Lauréat du prix « Un Certain Regard » au Festival de Cannes 2019, La Vie invisible d'Euridice Gusmao est un grand film, à la fois romanesque et réaliste.

Son réalisateur, Karim Aïnouz, s’inscrit dans la lignée du “nouveau cinéma brésilien” social et militant. Il a débuté sa carrière par un documentaire qui évoquait la vie de sa grand-mère et de ses quatre sœurs, y dénonçant la société misogyne qui rejetait sa mère célibataire dans le nord-est du Brésil conservateur des années 60. Habitué des portraits de personnages à la marge (Madame Sata) et de femmes délaissées (Violeta dans La falaise argentée), il adapte ici le roman éponyme de Martha Batalha paru en 2015.

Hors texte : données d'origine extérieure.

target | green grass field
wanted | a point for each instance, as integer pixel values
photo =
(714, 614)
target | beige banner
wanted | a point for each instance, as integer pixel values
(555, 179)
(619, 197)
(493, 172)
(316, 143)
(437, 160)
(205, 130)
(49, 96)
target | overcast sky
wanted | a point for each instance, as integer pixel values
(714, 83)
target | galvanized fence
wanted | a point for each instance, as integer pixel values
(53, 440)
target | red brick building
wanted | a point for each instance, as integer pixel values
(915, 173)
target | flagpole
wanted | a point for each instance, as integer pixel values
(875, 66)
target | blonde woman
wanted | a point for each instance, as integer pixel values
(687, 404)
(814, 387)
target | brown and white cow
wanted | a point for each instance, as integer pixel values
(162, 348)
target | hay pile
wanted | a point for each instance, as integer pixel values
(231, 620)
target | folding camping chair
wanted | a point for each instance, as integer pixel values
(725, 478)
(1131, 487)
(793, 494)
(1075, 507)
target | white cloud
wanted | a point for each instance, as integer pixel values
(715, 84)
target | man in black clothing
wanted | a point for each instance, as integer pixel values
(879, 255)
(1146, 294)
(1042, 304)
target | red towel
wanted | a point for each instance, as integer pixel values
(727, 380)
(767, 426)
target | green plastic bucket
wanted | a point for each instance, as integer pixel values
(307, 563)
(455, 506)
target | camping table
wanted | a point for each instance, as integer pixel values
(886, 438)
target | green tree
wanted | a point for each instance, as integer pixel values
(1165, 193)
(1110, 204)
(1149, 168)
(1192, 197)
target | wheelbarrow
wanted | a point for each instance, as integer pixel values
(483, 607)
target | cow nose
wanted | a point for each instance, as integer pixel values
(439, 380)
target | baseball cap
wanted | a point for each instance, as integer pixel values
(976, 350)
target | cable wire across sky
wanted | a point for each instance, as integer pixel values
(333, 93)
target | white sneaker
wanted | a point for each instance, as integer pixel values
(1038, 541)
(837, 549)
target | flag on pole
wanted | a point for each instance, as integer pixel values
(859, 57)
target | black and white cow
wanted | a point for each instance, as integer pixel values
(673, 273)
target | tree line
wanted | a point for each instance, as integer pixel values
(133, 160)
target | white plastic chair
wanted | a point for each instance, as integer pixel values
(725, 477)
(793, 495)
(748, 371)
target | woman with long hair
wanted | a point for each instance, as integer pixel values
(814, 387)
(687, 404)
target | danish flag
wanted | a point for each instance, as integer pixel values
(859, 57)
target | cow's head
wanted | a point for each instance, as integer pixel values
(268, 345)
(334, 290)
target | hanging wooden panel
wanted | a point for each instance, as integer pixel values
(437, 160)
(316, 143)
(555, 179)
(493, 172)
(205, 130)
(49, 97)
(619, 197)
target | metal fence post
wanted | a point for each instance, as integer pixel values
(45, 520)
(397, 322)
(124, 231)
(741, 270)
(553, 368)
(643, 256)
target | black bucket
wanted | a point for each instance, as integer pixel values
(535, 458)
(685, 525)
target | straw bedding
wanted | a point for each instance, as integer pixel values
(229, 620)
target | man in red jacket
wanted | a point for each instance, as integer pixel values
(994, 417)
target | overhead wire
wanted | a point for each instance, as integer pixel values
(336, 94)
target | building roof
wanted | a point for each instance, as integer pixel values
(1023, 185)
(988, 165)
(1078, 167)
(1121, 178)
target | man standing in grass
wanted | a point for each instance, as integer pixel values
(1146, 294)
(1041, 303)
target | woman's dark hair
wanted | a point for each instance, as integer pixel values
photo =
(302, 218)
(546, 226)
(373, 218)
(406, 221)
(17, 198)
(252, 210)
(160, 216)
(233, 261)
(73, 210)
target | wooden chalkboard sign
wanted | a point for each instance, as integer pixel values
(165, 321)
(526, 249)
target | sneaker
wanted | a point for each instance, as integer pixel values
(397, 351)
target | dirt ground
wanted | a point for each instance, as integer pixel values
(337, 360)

Rio de Janeiro, 1950. Deux sœurs inséparables et pourtant séparées par la vie. Tel fut le destin des très complices Guida et Eurídice, coupées l’une de l’autre par une société patriarcale et un père intransigeant et conservateur. Elles rêvent, l’une d’une carrière de pianiste, l’autre du grand amour. Leur destin en décidera autrement…

Deux existences broyées par les interdits de la société, qui contraignent à abandonner une partie de soi-même et à se réfugier dans son monde intérieur. La vie invisible, c’est une vie imposée, un cœur meurtri, des rêves perdus… Restent les souvenirs et l’amour éternel d’une sœur.

En suivant le parcours de ces deux héroïnes sur plusieurs décennies, le réalisateur se fait la voix des femmes privées de la liberté de s’épanouir autrement qu’en étant épouses et mères, tout en rêvant d’émancipation. Sans victimiser ses héroïnes, le réalisateur semble s’effacer, laisse sa caméra suivre deux actrices intenses, les filmant avec une empathie et une justesse incroyables. Si les hommes n'ont pas le beau rôle, et sont presque caricaturaux (le père qui chasse sa fille du foyer parce qu'elle est enceinte et célibataire ; le marin grec qui a une femme dans chaque port ; le mari d'Euridice, benêt et obsédé sexuel ; le médecin gynécologue sans scrupules quant au secret professionnel…), il dépeint l’intimité sans édulcorer, montrant minutieusement la réalité de la vie des femmes et des couples. C’est un cinéma empreint d’une forte sensualité : moiteur des corps, nudité, lumières chaudes et saturées, photographie qui rend palpable l’humidité et l’atmosphère tropicale du Brésil, sans oublier une dépaysante bande originale qui s’appuie sur les classiques du fado, chantés par Amália Rodrigues.

"Je voulais réaliser un mélodrame tropical", dit son réalisateur. Pari réussi, pour cette puissante saga familiale, formidable film social et féministe loin des clichés habituels sur le Brésil, au scénario passionnant avec de multiples rebondissements et un épilogue magnifique : Euridice et Guilda sont sublimes et nous bouleversent de s’être tant aimées.